The approval of a non-binding pro-whaling declaration by the International Whaling Commission (IWC), does not immediately threaten the 1986 moratorium on commercial whaling, which saved the Earth's largest creatures from extinction and which Japan would like to overturn.
But in backing by 33 votes to 32 a statement that said the whaling ban was no longer necessary, whales were responsible for depleting fish stocks and non-governmental organizations were a "threat," the IWC boosted Japan's hopes of chipping away at the ban. There was one abstention.
PHOTO: EPA
"This is a huge disaster," said Kitty Block of Humane Society International after the vote at a June 16-20 meeting of the commission in the Caribbean island state of St Kitts and Nevis. "This is now going to be their propaganda."
Japan has abided by the moratorium since it came into force two decades ago, but, along with Iceland, uses a loophole to conduct scientific whaling. Norway is the only country that ignores the ban.
More than 25,000 whales have been hunted and killed since the moratorium.
Even so, Japan and its allies have sought to return the IWC to its 1946 roots as an organization that regulates whaling, and they have encouraged new pro-whaling nations to join the commission in the hope of wresting control from protectionists. They would need 75 percent of votes in the IWC to actually end the moratorium.
"Anti-whaling countries might see this as an ending," said Joji Morishita, Japan's alternate commissioner at the IWC.
"This is the beginning of a new time for the IWC," Morishita said, adding he "wouldn't be surprised" if the next year witnessed a frantic IWC recruitment drive by both sides.
Rune Frovik, secretary of Norwegian pro-whaling lobby the High North Alliance, acknowledged the victory was symbolic, but he said it was historic.
"They've been kicking us down all the time," Frovik said. "Now we can kick back and they are on the floor."
Japan, which says some whale species have recovered enough to be hunted in a sustainable way, had been expected to secure a majority in St Kitts and Nevis -- its first in the body since the ban was approved in 1982. The moratorium came into force four years later.
But it was defeated in four far more substantive votes that preceded Sunday's so-called St Kitts and Nevis declaration.
Sue Lieberman, director of the global species program at WWF International, said the fact that a majority of IWC members had adopted language anti-whaling activists consider scientifically invalid, such as the claim that whales eat large quantities of sought-after fish, was significant but ultimately not that consequential.

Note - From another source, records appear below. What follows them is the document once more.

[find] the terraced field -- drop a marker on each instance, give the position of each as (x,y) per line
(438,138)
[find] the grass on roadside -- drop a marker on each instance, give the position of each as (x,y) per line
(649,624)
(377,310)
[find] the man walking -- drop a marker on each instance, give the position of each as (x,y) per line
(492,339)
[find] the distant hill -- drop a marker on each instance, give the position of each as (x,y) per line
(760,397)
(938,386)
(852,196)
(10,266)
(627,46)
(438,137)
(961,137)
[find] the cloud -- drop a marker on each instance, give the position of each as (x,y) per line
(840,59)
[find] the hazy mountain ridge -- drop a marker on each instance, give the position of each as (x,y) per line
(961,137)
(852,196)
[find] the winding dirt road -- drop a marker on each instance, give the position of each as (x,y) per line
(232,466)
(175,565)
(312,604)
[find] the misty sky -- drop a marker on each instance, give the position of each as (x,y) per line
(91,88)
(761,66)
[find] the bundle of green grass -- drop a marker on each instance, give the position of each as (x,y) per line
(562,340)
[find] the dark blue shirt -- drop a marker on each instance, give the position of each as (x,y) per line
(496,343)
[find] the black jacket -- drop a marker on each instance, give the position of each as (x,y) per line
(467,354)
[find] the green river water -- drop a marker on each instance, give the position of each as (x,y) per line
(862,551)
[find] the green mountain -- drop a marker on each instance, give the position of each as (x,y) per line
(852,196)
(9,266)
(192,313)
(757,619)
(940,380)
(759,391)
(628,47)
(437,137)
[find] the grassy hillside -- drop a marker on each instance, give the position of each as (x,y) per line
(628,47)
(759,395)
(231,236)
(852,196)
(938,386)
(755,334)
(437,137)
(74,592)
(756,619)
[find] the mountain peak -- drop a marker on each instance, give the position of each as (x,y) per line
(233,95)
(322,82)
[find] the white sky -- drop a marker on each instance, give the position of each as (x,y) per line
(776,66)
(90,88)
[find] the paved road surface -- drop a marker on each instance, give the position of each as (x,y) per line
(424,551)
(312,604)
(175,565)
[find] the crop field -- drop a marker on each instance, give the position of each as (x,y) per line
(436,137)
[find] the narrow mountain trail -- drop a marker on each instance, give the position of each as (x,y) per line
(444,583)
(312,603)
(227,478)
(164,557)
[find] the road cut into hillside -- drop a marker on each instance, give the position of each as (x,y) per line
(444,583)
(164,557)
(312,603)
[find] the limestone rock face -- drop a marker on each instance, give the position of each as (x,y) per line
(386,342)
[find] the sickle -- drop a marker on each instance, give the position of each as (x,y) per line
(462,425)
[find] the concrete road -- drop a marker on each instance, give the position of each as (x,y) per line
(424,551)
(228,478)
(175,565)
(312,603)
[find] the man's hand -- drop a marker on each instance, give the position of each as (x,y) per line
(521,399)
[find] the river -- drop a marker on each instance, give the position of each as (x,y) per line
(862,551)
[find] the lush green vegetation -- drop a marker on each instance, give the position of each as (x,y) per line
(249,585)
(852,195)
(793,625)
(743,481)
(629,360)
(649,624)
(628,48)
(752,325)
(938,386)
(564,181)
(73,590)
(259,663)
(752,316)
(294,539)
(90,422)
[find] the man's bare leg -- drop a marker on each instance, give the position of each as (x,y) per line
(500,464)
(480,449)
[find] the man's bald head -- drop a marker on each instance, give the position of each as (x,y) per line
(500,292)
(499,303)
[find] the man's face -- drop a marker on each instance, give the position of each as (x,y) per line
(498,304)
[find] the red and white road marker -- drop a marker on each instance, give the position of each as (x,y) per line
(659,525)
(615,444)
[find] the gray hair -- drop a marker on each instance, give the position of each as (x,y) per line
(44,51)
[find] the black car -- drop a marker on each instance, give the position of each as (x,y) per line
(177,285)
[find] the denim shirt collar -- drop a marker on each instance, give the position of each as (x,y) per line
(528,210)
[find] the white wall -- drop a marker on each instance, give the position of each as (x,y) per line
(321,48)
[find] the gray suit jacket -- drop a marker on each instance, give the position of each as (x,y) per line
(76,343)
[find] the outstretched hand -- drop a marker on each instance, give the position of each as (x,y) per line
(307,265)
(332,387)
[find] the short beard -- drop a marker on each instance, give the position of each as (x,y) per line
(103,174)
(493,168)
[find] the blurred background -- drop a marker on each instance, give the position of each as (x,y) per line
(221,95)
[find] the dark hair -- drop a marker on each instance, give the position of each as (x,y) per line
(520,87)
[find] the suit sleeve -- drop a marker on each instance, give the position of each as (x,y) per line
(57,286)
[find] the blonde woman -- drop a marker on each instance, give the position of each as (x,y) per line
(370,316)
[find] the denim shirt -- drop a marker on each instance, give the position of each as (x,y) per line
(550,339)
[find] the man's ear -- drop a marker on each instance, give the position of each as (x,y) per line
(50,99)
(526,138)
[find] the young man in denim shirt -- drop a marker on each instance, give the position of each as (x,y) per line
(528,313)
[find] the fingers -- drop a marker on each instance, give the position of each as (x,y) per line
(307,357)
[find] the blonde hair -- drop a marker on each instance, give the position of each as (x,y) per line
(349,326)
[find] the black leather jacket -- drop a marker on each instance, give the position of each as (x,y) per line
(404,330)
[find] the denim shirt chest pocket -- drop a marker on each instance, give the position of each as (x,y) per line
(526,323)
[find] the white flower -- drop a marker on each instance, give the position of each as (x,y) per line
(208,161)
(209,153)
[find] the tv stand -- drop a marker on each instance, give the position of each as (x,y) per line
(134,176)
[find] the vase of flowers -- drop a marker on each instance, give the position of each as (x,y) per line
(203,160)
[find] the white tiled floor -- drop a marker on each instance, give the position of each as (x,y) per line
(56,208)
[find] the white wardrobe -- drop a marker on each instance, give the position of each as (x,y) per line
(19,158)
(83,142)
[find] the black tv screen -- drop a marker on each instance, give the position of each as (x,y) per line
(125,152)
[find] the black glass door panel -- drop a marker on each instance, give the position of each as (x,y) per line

"What is more important than that is this does show that Japan's recruitment drive has finally succeeded. It should be a wake-up call," Lieberman said.
Anti-whaling Australia, which argues that whale watching is far more lucrative than killing them, dismissed the declaration.
"It doesn't mean much in terms of the historic battle between the whalers and those of us who want to lock away the moratorium and bring an end to commercial whaling for all time," Australian Environment Minister Ian Campbell said.
But the inclusion of landlocked nations like Mali and Mongolia in the IWC has fueled accusations that pro-whaling Japan has been using foreign aid to persuade friendly countries to join and help it try to overturn a 1986 ban on commercial whaling.
The growing ranks of the world whaling body, which started in 1946 with 15 members and now has 70, is not due to pro-whaling nations alone.
"There are more landlocked countries against whaling than in favor of whaling," Frovik said.
Austria, the Czech Republic, Luxembourg, Slovakia, Switzerland and San Marino oppose Japan and its allies at every turn.